Thursday, February 16, 2012

>AUROBINDO PHARMA: 3QFY2012 Result Update

Performance boosts sequentially
Key highlights of the result

■ Better than expected 3QFY2012: Aurobindo reported better than expected top-line growth of 17.7% yoy (19% qoq) led by low margin ARV API (up 106% yoy) and healthy formulations growth in EU and ROW markets (up 45.1% yoy), partially aided by weak INR. The US formulations grew 14.9% qoq despite the ban on non-betalactum plant, which is commendable. The licensing income remained low at Rs22.8cr.

 Margins improved sequentially: Despite higher contribution from the low margin ARV tender business, the gross margins improved 60bp qoq to 44.1%. Further, favorable currency led the EBITDA expansion by 400bp at 13.3% qoq as exports remain unhedged.

 APAT up 10.2% qoq: Aurobindo reported net loss of Rs28.5cr in 3QFY2012, affected by USFDA issues and forex loss of Rs144.5cr on account of loan restatement. Adjusting for the one-time expense, the APAT stood at Rs116cr, above our estimate.
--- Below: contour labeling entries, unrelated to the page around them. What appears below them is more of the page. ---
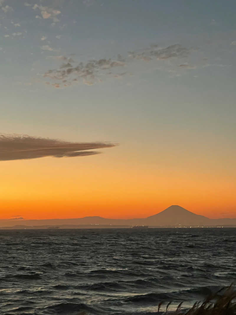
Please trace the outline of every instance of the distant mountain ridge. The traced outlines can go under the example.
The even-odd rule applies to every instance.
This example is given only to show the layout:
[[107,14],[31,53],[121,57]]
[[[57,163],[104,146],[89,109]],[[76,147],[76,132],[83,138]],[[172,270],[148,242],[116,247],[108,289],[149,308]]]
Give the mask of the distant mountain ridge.
[[[142,219],[109,219],[100,216],[86,216],[77,219],[42,220],[1,220],[0,227],[19,226],[211,226],[231,225],[236,226],[236,218],[210,219],[192,212],[177,205],[173,205],[156,214]],[[93,227],[91,226],[91,227]]]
 Concall takeaways: (1) The Company expects USFDA inspection by March, 2012 for Unit III and by June, 2012 for Unit VI, (2) It has guided for 25 product launches in US out of which 11 from Unit III and 14 through Unit VII post USFDA resolution in FY2013E, (3) AstraZeneca contract is likely to start from October, 2012 and it expects to launch ~80 products (worth US$30-50mn) by December, 2013, (4) Pfizer contributed Rs67cr in 3QFY2012, expected to double in 4QFY2012, (5) Company guided to improve margins by cost saving of US$1.5mn per quarter on Unit VI, (6) Capex guided at Rs200cr for the next 2 years, while, tax rate at 20% for FY2013, (7) Gross debt stands at Rs3,360cr, cash at Rs225cr.

Outlook and Valuation
Aurobindo’s 3QFY2012 performance reflected strong growth traction on a sequential basis. New launches in EU and ROW markets, gradual improvement in US through shift of products from affected units and favorable currency led to better than expected quarter. Despite management’s encouraging picture of strong visibility (US$2bn sales guidance by 2015) led by new launches in US, ramp up in filings in niche OCs and OTC segments, pick up in Pfizer and AstraZeneca sales and sustained growth in EU and ROW, we believe that the growth would remain under pressure until the USFDA resolution is obtained. We factor in the sequential improvement of the company and revise our EPS to Rs13.3 (Rs11.9 earlier) and Rs14.5 (Rs13.9 earlier) for FY2012E and FY2013E respectively.

The stock has corrected 51% in the last 1 year due to slippages in growth affected by import alert on manufacturing plants and high forex losses. Further, high fixed costs relating to facility up-gradation and import alert on Unit VI impacted its operating performance. CBI raids with regards to financial misdeeds by promoter also added to its woes. We believe that stock correction is overdone (up by 25% in the last 3 months) and a likely rebound in growth and margins would drive growth. Hence we maintain Hold with a price target of Rs139.